Je zou, hoewel beide regimes gelovigen bij bosjes in koelen bloede lieten afmaken, kunnen stellen dat de Romeinen met bovenstaande werkwijze een stuk Verlichter te werk gingen dan de nazi's. Men werd driemaal de kans geboden zich te beteren, driemaal aangeboden de Romeinse goden en keizer te aanbidden. Pas na drie keer, en dan vooral vanwege hun koppigheid, werden ze terechtgesteld, vaak niet voordat men de waarheid eruit had proberen te martelen.

De harde, kille waarheid die ik jaren na het vertalen voor Latijn bij de Duitsers aantrof, was van een heel ander, rücksichtsloser kaliber afstandelijke wreedheid. Op de laatste dag van mijn laatste vakantie naar Berlijn trokken broertje, vriendin en ik op naar Wannsee. Al op het station schreeuwt de naam van het infame dorpje je in een onheilspellend oud-Duits lettertype toe. Een oude villa in verval bevindt zich midden in het dorpje dat langs de kust van een groot meer ligt. Villa Marlier staat er op de poort, met een bordje met uitleg in Duits, Engels en Hebreeuws naast de poort. Haus der Wannsee-Konferenz. Je moet op de bel drukken om naar binnen te kunnen.

Wij glipten achter twee joods geklede mensen mee naar binnen, en konden in de tuin van de villa niet zeggen wat voor impact de inhoud ervan op ons had. In minutieus detail wordt in de kamers het verhaal van de al snel verzurende relatie tussen Hitler-Duitsland en de joden uit de doeken gedaan. Een foto van een verbijsterde Leni Riefenstahl die meer dan twintig joden kapotgeschoten ziet worden, trof ons als een kogel. Maar toen de laatste kamer. Hier waren Eichmann, Heydrich en nog een heleboel andere SS'ers en Partijfunctionarissen in januari 1942 samengekomen om de Endlösung officieel op papier te krijgen en in werking te stellen. De officiële documenten liggen ter inzage in de sober aangeklede ruimte, met mooi uitzicht op de tuin en de voorbij varende bootjes.

Het aantal joden per district, de verantwoordelijkheden voor transport, op- en overslag, het inrichten van te bouwen werkkampen, de specificaties van wie in welke volgorde met welke middelen werden behandeld, zelfs richtlijnen voor het aantal calorieën per dag werden al opgesteld.
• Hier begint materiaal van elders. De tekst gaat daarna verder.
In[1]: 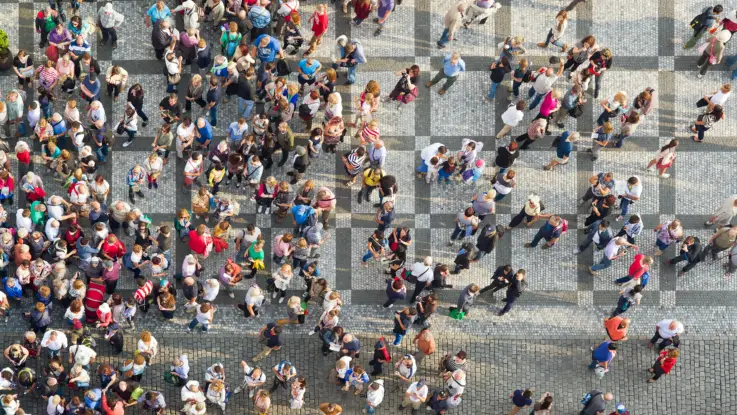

Eerder al was er uitvoerig onderzoek gedaan naar welke methode van moord de efficiëntste was, nadat er duizenden geharde SS'ers volledig gek terugkwamen van de Einsatzgruppen-missies in Polen en de Oekraïne, waar ze vaak per dorpje honderden joden persoonlijk moesten afschieten en opruimen. Gastrucks waren te klein, het gebruiken van Slavische krijgsgevangenen onbetrouwbaar. Tientallen commissies gingen na de Wannsee-Konferenz aan de slag om de doodskampen te bewerkstelligen en gaskamers en ovens te ontwerpen.

Over het 'opruimen van de misdaden/lijken' hoefden de -in die zin weer meer barbaarse- Romeinen destijds niet zo na te denken; Plinius schreef al dat van het terechtstellen van enkele christenen een enorm effectieve, preventieve werking uitging. Opeens ging men heel schijnheilig weer massaal naar de erediensten van de in verval geraakte tempels. Het blijft achteraf beide vanzelf onethisch, maar ik wilde u de vergelijking niet onthouden. Dat ik dit onderwerp onbewust uitkoos voor de column van deze week, is nu ik het schrijf wel plots bijzonder ironisch. In het kader van mijn éénjaarlijkse stedentrip vertrek ik vandaag (23 mei) met de nachttrein naar Polen; zélfs heb ik (puur om kostenbesparing, maar achteraf...) voor broerlief en mezelf twee enkeltjes gekocht bij Deutsche Bahn. Niet zozeer onheilspellend als wel ironisch.

Ik zal dus helaas geen verder commentaar kunnen geven, daar ik in Warschau en/of Riga vertoef als u dit leest. Om toch met een vrolijke noot te eindigen: een bezoek aan Wannsee is bij een tripje naar Berlijn een grote aanrader. Het combineren van het toeristisch politiek correcte Wannsee-huis en het ongetwijfeld beste strand van de stad langs de Wannsee zelf is een heerlijk dagje uit voor jong en oud. superworm uit.